The rat insulin II promoter-mouse Insl3 hybrid gene
(Insl2-Insl3) was separated from the pZ-RTP-Insl3
construct by SpeI/ApaI, purified by agarose gel
electrophoresis, and microinjected into fertilized FVB/N eggs to
generate transgenic mice. Mice were genotyped for the presence of the
transgene by Southern hybridization analysis and by PCR designed to
amplify a region spanning the junction between the rat Insl2
promoter and the mouse Insl3 gene. Oligonucleotide primer
sequences were Insl2F, 5'-TTTGGACTATAAAGCTAGTGG; Insl3R,
5'-AGTTTGAATCCAGCCTGGTCC. Thermal cycling was carried out for 35
cycles, denaturation at 94 C for 30 sec, annealing at 54 C for 30 sec,
and extension at 72 C for 45 sec. Southern hybridization analysis of
tail-derived genomic DNA digested with SstI was performed
according to standard methods using the 570-bp
EcoRI/SsII of the rat Insl2 promoter
as probe. Transgenic lines were maintained on the genetic background of
FVB/N. All animal experiments were carried out using protocols approved
by the Medical Faculty of the University of Göttingen and
Research Advisory Committee.
Androgen-Treated Mice
Four-week-old transgenic females were mated, and the presence of
a vaginal plug was considered d 0.5. Pregnant females were injected
daily sc beginning on d 12.5 through d 16.5 with 0.5 mg 5
-dihydrotestosterone propionate (Steraloids, Hamilton, NH) in 0.1 ml
olive oil (n = 3), or with oil only (n = 3). Female offspring
were killed at the age of 4 wk, and the internal genitalia were exposed
by macroscopic dissection and photographed.
RNA Analysis
Different tissues were dissected out from 3-month-old wild-type
and transgenic mice or from the pancreas of 10-, 20-, 30-, and 60-d-old
males, and 6.5-, 8.5-, 10.5-, 12.5-, and 14.5-d pregnant
females. Total RNA was prepared using the RNA now Kit (ITC
Biotechnologies, Heidelberg, Germany) according to the manufacturers
recommendations. Total RNA (10 µg) was electrophoresed on a
1% formaldehyde gel and transferred onto a nylon membrane. The
membrane was hybridized with 32P-labeled
Insl3 cDNA fragment (14). RNA integrity was
checked by rehybridization of blots with a cDNA probe for human
elongation factor-2 (35).
Scanning Electron Microscopy and Histological Analysis
After material was preserved for genotyping, the abdominal
cavity of the E17.5 was opened, and the gastrointestinal tract and the
urinary bladder were removed. After fixation by immersion in 1.5%
glutaraldehyde in Lockes solution for 12 h and dehydration in a
graded ethanol series, the embryos were dried to the critical point
using ethanol as the transitional and CO2 as the
exchange fluid. The dried specimens were mounted with conducting silver
and spattered with gold palladium to a layer of about 40 nm.

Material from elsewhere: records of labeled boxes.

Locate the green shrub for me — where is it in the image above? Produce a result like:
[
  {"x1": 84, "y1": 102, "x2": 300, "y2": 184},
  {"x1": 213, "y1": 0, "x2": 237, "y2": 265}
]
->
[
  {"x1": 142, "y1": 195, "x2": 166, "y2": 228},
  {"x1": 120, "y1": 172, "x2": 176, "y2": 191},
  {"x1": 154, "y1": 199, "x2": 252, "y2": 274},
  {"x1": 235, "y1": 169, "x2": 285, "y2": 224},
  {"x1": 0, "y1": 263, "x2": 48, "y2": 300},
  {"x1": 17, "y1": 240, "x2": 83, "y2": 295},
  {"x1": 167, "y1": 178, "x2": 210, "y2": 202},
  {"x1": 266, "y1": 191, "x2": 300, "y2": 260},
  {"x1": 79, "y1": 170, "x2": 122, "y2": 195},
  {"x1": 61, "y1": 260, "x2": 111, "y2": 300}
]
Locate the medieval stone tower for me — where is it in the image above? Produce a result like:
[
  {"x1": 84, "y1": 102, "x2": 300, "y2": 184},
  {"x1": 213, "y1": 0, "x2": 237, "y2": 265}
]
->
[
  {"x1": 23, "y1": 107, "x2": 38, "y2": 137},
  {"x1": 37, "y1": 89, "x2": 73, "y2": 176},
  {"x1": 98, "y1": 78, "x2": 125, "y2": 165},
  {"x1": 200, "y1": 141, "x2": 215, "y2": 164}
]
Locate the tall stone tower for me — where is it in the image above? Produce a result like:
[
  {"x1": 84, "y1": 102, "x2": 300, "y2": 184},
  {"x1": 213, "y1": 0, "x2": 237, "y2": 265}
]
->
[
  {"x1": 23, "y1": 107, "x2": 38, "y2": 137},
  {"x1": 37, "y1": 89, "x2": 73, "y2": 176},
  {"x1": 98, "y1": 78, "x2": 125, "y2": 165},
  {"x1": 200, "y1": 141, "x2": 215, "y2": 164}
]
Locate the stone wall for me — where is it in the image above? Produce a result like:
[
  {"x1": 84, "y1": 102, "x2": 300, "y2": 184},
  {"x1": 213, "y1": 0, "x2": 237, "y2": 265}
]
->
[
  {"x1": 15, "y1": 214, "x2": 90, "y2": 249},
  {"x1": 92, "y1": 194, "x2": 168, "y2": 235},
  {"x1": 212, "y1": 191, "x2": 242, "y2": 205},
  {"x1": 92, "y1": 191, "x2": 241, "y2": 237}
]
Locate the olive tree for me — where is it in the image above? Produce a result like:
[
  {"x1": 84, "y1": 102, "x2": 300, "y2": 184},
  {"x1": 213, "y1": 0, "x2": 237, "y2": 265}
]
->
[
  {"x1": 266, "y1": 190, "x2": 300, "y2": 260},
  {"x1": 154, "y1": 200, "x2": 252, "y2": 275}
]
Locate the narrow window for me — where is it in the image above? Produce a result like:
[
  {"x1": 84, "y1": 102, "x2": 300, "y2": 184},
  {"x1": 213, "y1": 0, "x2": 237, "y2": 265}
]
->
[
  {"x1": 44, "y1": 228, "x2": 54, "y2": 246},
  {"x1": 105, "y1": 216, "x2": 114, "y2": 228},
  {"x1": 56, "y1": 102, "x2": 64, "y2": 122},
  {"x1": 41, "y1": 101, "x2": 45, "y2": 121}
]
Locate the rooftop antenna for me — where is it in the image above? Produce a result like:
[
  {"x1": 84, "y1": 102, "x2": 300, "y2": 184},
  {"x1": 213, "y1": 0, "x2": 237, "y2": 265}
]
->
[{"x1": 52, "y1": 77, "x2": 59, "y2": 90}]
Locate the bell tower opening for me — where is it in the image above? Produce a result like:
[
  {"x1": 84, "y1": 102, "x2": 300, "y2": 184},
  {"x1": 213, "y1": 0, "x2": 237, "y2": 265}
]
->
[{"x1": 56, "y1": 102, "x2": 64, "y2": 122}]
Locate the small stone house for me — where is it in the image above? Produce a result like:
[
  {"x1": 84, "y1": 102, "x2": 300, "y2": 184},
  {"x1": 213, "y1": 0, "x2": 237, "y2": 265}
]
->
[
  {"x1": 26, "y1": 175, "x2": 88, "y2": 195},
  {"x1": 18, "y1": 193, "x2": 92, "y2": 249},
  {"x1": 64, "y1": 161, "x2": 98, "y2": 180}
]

Specimens were examined and photographed in a DSM 960 scanning electron
microscope (Carl Zeiss, Thornwood, NY).
For histological analysis, embryos (E17.5 dpc) were
collected in PBS, fixed in Bouins fixative, embedded in paraffin,
sectioned at 10 µm, and stained with hematoxylin-eosin.
Immunohistochemistry
Pancreas from wild-type and Insl2-Insl3 transgenic
mice were fixed in 10% formalin overnight and transferred to 70%
ethanol before paraffin embedding. Sections (7 µm) were dewaxed in
xylene and sequentially rehydrated. Thereafter, tissue sections were
preincubated for 1 h with 5% normal goat serum in 0.05% Triton
X-100/PBS and incubated overnight at 4 C with 1:500 rabbit anti-Insl3
antiserum, washed in PBS (three times), and then incubated with
alkaline phosphatase-conjugated goat antirabbit antibody (1:500)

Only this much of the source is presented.